え?なに俺……明日いや、今日中にでも死ぬの?
「……あ、へ?」
漫画やアニメでしか見たことがないシーンに遭遇し動揺する俺は、気持ちの悪い声を溢す。すると。
「……あ!ご、ごめんなさい!急いでるのに呼び止めたりなんかして!!」
「え!?あ、いや!俺は別に急いでないです!姫野さんの邪魔じゃないかなって思って早く帰ろうかなって」
「え?私の邪魔?」
「いや、姫野さんがここで誰か待ってるのかなーって思って……」
俺がそう言うと、姫野さんはさらにぽぽぽと顔を赤くした。そして。
「……全然、邪魔じゃないよ。だって、私が待ってたのは岡田君……だから」
と、姫野さんはそう言った。
そう……言った。
俺を待ってたって、姫野さんは言……
え?
「……え?ええ!?おおお俺!?」
動揺しながら、俺は自身に指を指しながら言うと、姫野さんはこくりと頷きそして。
「こっ、これ!岡田君に!」
そう言って姫野さんは、後ろ手に持っていた赤いリボンの巻かれた小さな箱を俺に渡した。
こっ、これは、もしかしなくても──
「こ、これってもしかして……」
「バ、バレンタインチョコです」
バレンタインチョコです。
バレンタインチョコです。
バレンタインチョコです──
姫野さんのプルツヤの唇から発音された言葉が、俺の脳内で何度も響く。まさかの、チョコゼロ地獄からの、女神様の贈り物!!まさに姫野さんは、地獄に舞い降りし女神様そのものだ──
思わず感涙を流しそうになったが、姫野さんの前で突然涙なんて流してキモがられて「やっぱ、岡田君にチョコあげるのよそう」なんて言われたら大変だから、気合いで涙を堪えた。
それにしても……
「なんで俺にチョコを?それも、俺が委員会終わるのをわざわざ待っててくれてたってこと……だよね?そこまでしてなんで?」
もしかして……本当にコッ、告白するめに?しかも、お、俺に?──いや、早まるな俺!!彼女いない歴=年齢の俺だぞ!?しかも相手は、学校一の美少女と噂される姫野さんだぞ!?それに、あのイケメンの星野に告白されても断ったみたいだし。

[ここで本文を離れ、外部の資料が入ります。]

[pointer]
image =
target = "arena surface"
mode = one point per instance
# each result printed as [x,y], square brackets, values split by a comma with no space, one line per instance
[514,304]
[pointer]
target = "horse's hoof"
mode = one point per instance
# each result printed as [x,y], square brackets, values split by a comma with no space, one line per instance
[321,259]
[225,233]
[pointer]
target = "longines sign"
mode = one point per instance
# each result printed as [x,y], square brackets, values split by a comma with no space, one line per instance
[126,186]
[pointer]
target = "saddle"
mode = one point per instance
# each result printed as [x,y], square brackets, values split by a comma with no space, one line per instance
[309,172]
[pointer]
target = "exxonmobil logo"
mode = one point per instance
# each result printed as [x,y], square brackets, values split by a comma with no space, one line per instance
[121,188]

ていうかそういえば、そのイケメンを振った理由が『好きな人がいるから』って言ってたみたいだけど──その『好きな人』ってやっぱ俺?
……って!だから、そんなわけあるか!!!
平静を装いながら、内心では勘違い野郎にならないように自身に強く言い聞かせていた。
すると、姫野さんは頬を染めながらぽつりぽつりと言った。
「あの時……岡田君が庇ってくれたから。あの時の謝罪とお礼が……まだ言えてないから」
「あの時……?」
って、ああ──たぶん『あの時』のことか。と、俺は思った。
「そう……あの時の犯人、私……なんだ」
姫野さんは頬を真っ赤に染めながら、涙目にそう言った。